Conforme o açougueiro Leonardo Vanzetto, 44, a pandemia não tem influenciado tanto nas elevações de preço da carne. Diferente do cenário encontrado em agosto de 2020, quando houve um consumo menor da proteína mesmo com um preço mais acessível, Vanzetto informa que a procura tem sido grande.

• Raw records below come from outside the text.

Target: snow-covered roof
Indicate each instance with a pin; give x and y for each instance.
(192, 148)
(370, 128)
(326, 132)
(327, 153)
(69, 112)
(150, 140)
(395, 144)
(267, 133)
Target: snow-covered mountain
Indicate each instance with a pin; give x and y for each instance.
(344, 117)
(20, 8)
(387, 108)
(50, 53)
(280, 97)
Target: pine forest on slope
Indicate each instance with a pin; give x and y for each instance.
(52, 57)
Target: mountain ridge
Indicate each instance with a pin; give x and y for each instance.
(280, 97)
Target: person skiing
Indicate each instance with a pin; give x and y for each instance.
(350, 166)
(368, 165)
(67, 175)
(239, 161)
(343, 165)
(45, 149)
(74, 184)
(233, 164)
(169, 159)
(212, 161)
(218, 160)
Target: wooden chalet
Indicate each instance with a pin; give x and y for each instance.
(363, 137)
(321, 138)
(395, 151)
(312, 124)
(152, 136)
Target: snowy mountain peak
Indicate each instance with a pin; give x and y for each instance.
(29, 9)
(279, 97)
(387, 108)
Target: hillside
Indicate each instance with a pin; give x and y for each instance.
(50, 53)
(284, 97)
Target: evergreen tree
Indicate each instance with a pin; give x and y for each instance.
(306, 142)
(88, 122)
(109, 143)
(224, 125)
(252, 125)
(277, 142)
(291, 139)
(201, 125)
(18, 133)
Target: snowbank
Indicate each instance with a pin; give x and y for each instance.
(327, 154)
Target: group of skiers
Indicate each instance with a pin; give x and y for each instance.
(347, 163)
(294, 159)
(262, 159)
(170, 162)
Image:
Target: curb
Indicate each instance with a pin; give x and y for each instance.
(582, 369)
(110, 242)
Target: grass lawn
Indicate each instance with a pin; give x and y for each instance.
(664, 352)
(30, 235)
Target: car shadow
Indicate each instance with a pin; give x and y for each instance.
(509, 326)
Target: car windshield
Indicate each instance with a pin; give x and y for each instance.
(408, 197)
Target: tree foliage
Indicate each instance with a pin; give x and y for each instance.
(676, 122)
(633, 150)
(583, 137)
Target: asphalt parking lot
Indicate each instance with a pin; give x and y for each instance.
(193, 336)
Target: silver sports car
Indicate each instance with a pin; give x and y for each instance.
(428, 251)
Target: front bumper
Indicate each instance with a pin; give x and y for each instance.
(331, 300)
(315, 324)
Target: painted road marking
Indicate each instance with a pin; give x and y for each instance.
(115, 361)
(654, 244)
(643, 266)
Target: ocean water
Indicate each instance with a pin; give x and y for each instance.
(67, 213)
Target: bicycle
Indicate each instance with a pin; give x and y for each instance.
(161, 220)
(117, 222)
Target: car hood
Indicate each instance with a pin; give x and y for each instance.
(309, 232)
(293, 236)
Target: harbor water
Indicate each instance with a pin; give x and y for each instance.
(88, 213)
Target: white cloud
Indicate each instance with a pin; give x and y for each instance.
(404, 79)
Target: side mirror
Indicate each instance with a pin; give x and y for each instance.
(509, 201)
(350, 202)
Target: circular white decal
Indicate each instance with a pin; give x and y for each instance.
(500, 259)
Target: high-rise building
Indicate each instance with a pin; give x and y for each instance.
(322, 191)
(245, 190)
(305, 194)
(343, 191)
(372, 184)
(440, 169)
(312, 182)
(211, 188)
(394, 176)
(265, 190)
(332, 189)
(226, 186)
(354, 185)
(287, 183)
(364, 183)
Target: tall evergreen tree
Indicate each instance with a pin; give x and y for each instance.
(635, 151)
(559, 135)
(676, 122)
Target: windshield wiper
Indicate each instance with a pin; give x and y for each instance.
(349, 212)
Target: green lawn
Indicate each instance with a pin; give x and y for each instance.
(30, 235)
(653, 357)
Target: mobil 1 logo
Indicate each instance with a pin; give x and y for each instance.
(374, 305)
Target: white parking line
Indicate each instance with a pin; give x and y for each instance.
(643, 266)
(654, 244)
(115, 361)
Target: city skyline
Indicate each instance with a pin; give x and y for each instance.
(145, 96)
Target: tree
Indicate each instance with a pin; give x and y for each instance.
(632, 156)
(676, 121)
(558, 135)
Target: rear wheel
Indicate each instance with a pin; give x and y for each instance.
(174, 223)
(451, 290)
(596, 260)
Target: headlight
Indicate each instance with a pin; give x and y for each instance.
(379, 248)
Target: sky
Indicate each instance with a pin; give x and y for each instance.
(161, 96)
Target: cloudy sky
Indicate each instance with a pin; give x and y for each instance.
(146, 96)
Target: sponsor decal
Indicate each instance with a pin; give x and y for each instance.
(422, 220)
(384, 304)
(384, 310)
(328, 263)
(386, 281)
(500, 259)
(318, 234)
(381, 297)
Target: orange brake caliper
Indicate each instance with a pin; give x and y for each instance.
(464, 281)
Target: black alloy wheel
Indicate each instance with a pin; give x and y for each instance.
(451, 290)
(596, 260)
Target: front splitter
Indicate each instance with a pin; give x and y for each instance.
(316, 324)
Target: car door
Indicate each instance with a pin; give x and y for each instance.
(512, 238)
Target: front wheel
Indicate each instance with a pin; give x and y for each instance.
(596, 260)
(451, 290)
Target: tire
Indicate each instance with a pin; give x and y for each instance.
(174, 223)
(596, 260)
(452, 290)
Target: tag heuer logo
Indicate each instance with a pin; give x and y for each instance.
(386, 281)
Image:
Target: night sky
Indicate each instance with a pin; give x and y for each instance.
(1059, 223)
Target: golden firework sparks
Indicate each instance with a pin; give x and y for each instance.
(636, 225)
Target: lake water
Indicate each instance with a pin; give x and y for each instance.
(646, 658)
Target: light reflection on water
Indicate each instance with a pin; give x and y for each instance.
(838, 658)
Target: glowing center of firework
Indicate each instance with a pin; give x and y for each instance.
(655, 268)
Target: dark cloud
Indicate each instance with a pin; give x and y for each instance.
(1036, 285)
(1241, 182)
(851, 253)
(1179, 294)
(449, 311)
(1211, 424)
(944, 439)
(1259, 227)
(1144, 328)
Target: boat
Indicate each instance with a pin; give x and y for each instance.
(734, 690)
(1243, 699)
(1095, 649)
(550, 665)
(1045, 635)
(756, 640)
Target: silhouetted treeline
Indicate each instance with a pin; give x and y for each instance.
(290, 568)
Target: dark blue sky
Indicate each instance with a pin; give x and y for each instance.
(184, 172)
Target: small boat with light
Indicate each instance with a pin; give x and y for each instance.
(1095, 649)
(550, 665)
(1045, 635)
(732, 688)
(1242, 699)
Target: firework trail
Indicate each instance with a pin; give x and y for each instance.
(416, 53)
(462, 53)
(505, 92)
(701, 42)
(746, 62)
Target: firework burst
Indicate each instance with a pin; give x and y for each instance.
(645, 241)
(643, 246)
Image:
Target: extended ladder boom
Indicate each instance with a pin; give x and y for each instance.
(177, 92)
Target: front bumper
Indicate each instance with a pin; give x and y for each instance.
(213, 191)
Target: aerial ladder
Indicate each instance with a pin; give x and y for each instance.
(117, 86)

— O preço aumentou em dezembro porque é natural a carne aumentar, mas percebemos um aumento na venda. De uma forma ou de outra, o povo tem que comer e o pessoal está mais em casa. Quem se deu mal foram os restaurantes — diz, com a confirmação do colega de balcão Clementino Wikowski, 43.
"Está sendo bem difícil", lamenta gerente de churrascaria
Edemir Maciel, 43, gerente da Churrascaria Costela na Brasa, sentiu o impacto dos reajustes constantes. Ele afirma que a situação se agrava a partir do momento em que não consegue repassar o custo mais alto para os clientes.
— O aumento veio desde o ano passado, subindo em torno de 40% e 60%, dependendo do corte até dobrou o preço. Não conseguimos repassar todo o preço, principalmente nós de restaurantes, porque temos bastante empresas que almoçam, conveniados, que não ganham para acompanhar se a gente for elevar o preço ao nível que subiu as carnes. Está sendo bem difícil esse ano — lamenta Maciel.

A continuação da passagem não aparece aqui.